Enfin, il convient de remarquer que la gauche de la gauche connaît également une embellie, tout comme le MoDem dans cette nouvelle étude. La progression de François Hollande ne rogne donc pas sur l’électorat de Jean-Luc Mélenchon, qui gagne 2 points par rapport au début du mois et recueille son plus fort score d’intentions de vote depuis le début de la campagne (9%). De la même manière, François Bayrou poursuit sa progression est n’est pas gêné par l’augmentation dont bénéficie François Hollande. Le président du MoDem obtient 15% d’intentions de vote dans ce nouveau sondage (+2 points). Eva Joly reste stable à un très faible niveau (2%). Il n’y a donc pas de rééquilibrage à gauche vers le candidat socialiste : la gauche augmente globalement son score au détriment de la droite.

Ces tendances devront être confirmées dans d’autres études. L’Ifop note également une progression de François Hollande dans les intentions de vote, mais plus faible, le candidat passant de 26,5% avant son meeting à 27,5% mercredi 25 janvier. Par conséquent, l’écart avec Nicolas Sarkozy, qui reste stable, augmente dans la même mesure (de 3,5 points à 4,5 points).
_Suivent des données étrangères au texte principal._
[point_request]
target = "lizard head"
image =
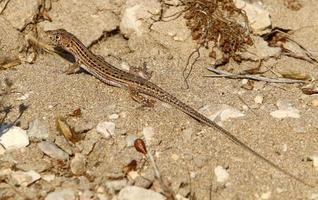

Ainsi, bien que l’impact en termes d’image soit important pour François Hollande, il n’est que limité dans les intentions de vote. La deuxième partie de la semaine, pendant laquelle le candidat présentera son programme et débattra avec Alain Juppé en prime-time sur France 2 aura-t-elle un effet plus significatif dans les intentions de vote ?

(1) Sondage BVA pour Orange, la presse régionale et RTL, réalisé par internet les 24 et 25 janvier 2012, auprès d’un échantillon  de 1185 personnes, représentatif de la population française âgée de 15 ans et plus.

(2) Sondage CSA pour BFM TV, 20 minutes, RMC et CSC, réalisé par téléphone les 23 et 24 janvier 2012, auprès d’un échantillon  de 1011 personnes, représentatif de la population française âgée de 18 ans et plus. Les intentions de vote sont réalisées auprès des personnes inscrites sur les listes électorales, soit 898 individus.

(3) Sondage Ifop avec Fiducial pour Europe 1, réalisé par internet. Les intentions de vote sont réalisées auprès d’un échantillon d’environ 1200 personnes, représentatif de la population française âgée de 18 ans et plus et inscrite sur les listes électorales. Il s’agit d’intentions de vote en continu : quotidiennement 300 à 350 électeurs sont interrogés. La vague du jour est cumulée avec celle des deux jours précédents.